Certainly not us as parents and certainly not our children who are 'force fed' a diet of irrelevant information for any length of time prior to an obsolete exam brought in as part of the 1944 education act!!

How can anyone truly select students for an educational system based on the results of a test that has zero relevance to their work and achievement at Primary school, and, more importantly, zero relevance to the work and skills they will do and require at Secondary and beyond. The skills our kids will need in the future are profoundly different to those required in the post war years!

Surely this is a big con? It seems that the only people who really benefit are the handful of tutors who are making very good money.
As adults and parents, (yes, i include myself as we too bought into the madness!) we are merely perpetuating the myth that this test is relevant in the modern age.
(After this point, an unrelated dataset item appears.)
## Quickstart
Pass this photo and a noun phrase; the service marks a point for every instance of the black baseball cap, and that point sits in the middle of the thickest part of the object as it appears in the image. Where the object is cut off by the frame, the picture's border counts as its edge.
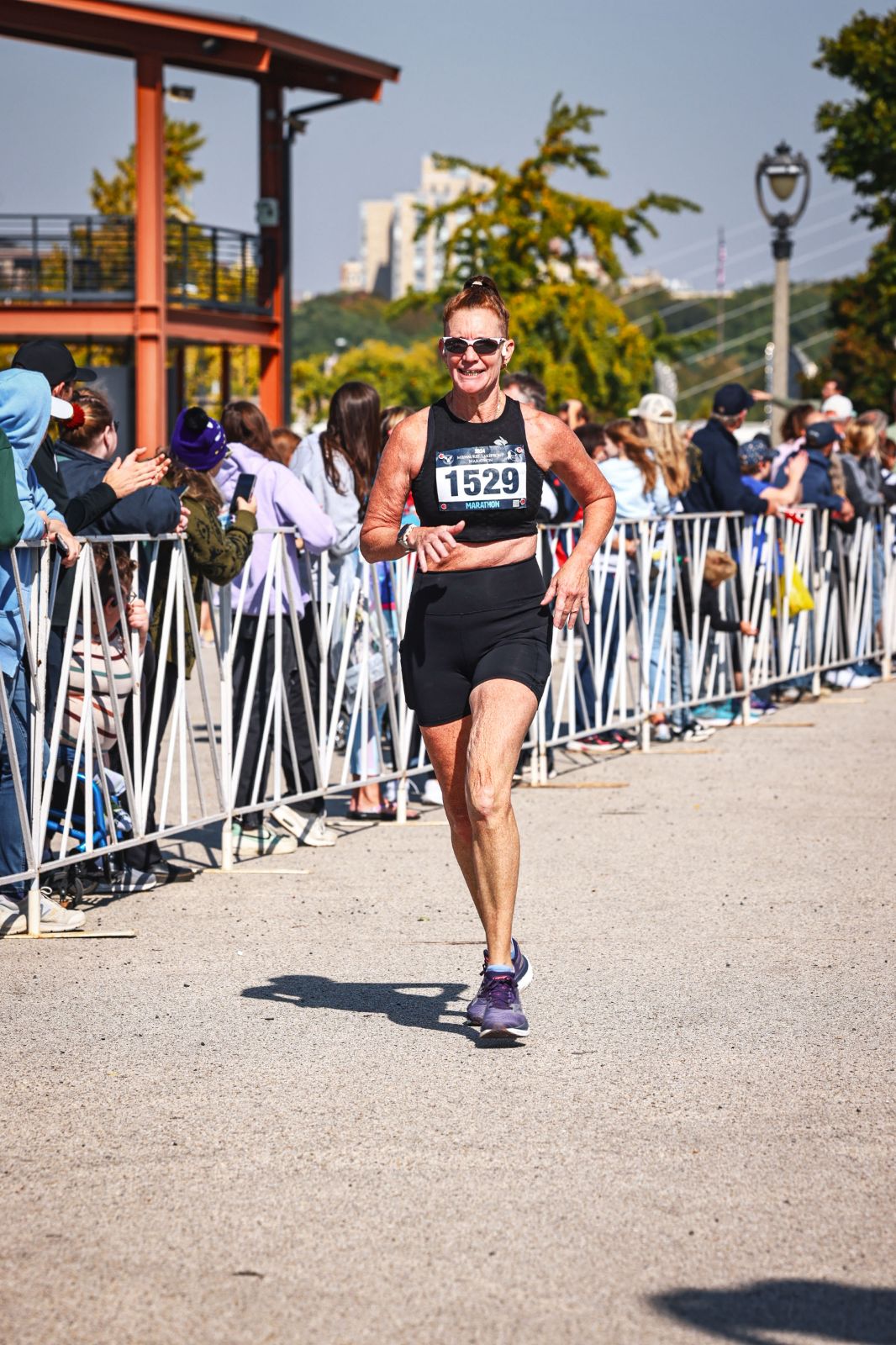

Let me put it another way, would we be happy going for a job interview where we were asked no questions about our areas of expertise, and no questions based on the job we were potentially being employed for? I think not!

I am not against selection as a process, but surely there is so much data available on student performance these days even in KS2, that the necessity for a random test that requires specialist tuition creates an inherently unfair system from the outset. Those who can do; those who can't get tutored!

How many students who are intensively tutored for 'the test', go on to pass, and then struggle at the GS because they do not have the academic grounding in literacy or numeracy required to cope with KS3 work.
Let students be selected based on their English & Maths ability, and not on a test that bears no relevance to their future or previous education. If tutors are employed to help, at least the key skills of our kids will be enhanced!

Ban the test! Invest in our kids' academic future, not the 11+ myth.

Rant over!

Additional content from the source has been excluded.